# My newest gravely won't start now after using it in the rain



## gilbos440rt (Aug 5, 2013)

I went Friday and picked up a 1973 eight speed Gravely up in Virginia for $250 it's a pull start, it fired with a cold engine on the 1st pull and ran like a champ! 5 hours later back home in S.C. same thing 1st pull and it was running great, well it was pouring down the rain but I got a new toy right, so I started bush hogging with it. 

Dang this thing is a tank, couldn't believe how it chewed down the small trees! I stopped and started it many times in the rain during the 2 1/2 hours always the 1st or 2nd pull and it was running, got though and walked it down to the car port out of the rain. 

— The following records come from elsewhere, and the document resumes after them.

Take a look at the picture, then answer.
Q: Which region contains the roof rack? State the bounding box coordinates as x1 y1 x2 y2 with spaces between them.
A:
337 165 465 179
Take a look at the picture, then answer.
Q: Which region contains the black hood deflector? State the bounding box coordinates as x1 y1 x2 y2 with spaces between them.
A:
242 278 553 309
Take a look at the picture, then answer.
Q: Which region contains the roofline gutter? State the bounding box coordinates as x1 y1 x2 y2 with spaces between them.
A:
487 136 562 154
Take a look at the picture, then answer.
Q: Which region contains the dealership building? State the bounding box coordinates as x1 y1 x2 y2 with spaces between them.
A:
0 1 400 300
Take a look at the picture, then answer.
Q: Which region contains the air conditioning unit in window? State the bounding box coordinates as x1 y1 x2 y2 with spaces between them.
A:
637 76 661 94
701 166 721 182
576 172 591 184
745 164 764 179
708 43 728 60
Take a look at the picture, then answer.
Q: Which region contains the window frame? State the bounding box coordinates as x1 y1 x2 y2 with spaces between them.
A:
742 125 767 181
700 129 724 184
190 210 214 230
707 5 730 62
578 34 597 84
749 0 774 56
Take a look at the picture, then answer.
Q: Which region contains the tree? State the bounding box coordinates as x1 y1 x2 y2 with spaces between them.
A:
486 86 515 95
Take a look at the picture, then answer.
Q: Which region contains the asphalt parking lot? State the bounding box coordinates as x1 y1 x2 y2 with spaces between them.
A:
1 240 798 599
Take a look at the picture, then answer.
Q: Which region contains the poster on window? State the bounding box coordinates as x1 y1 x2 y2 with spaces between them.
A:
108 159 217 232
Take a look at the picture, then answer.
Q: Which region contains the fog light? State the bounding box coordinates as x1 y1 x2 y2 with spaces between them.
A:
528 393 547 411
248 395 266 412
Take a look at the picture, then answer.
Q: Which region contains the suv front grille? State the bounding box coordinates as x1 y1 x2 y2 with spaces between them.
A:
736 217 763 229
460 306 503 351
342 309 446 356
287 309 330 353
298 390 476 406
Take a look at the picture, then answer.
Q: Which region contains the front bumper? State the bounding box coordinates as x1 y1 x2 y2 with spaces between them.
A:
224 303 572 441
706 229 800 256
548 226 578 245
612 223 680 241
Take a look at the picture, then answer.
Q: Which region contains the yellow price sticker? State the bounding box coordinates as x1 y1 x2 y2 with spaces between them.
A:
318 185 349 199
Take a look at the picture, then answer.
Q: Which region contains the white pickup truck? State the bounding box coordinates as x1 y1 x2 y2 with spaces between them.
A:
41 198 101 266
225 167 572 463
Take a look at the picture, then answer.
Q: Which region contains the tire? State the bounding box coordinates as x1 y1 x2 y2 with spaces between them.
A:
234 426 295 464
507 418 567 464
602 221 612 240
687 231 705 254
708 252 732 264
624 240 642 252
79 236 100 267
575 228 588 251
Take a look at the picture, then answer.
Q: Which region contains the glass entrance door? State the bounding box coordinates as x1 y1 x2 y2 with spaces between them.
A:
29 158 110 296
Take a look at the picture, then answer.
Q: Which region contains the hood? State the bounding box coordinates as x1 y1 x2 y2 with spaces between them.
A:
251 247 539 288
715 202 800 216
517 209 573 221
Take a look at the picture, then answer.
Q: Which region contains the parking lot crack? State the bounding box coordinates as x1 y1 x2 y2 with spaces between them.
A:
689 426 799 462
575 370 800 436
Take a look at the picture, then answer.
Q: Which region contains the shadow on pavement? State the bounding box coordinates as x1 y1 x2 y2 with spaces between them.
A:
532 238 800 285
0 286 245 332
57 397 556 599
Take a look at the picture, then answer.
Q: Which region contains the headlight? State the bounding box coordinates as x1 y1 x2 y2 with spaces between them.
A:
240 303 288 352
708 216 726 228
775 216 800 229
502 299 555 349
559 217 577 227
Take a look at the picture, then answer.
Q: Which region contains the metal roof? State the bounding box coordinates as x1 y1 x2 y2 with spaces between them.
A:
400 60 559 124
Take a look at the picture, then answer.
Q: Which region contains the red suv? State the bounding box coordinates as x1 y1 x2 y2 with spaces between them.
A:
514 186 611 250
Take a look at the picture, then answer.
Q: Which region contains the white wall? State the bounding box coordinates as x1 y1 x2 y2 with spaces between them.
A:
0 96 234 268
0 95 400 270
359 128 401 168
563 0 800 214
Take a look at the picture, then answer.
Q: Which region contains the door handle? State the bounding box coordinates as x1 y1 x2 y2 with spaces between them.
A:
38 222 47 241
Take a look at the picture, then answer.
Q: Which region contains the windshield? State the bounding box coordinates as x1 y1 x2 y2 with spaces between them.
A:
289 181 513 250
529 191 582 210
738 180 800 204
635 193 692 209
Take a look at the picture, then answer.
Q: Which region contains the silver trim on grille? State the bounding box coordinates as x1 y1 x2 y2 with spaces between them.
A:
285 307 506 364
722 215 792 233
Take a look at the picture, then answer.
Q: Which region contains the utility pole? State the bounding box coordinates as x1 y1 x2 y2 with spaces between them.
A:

Got up today and went to play with it some more and it won't hit a lick, seems to have no spark at all. Could water have gotten in the mag after I parked it? It looks a Fairbanks/Morse J452, (J452 are the numbers on a small tag on side of mag) I took the kill switch out of the right bar and unhooked to make sure that wasn't it, still same thing no spark! Do you take the cover off and spray WD40 in there like a car distributor

What should I look for and do to get my spark back?

Thanks for any advise!


----------



## gilbos440rt (Aug 5, 2013)

Feel like a dummy, turns out a small piece of carbon had bridged the gap on the plug so I couldn't detect a spark, pulled it out for a final check before tearing into the mag and there it was lol! :lmao:
I tend to over think and go to worst case about every time. Fires 1st pull again and the kill button works to boot! 
Best $1.89 I've spend in quite a while!


----------



## rlordjr (Sep 2, 2013)

I had an awful misfire in one cylinder on a twin this summer and it turned out I had dropped that plug and closed the gap. Never saw it when I put the plug back in and had thought up all kinds of insane reasons for the problem before I decided to regap the plugs just for fun. Presto, runs like a champ.


----------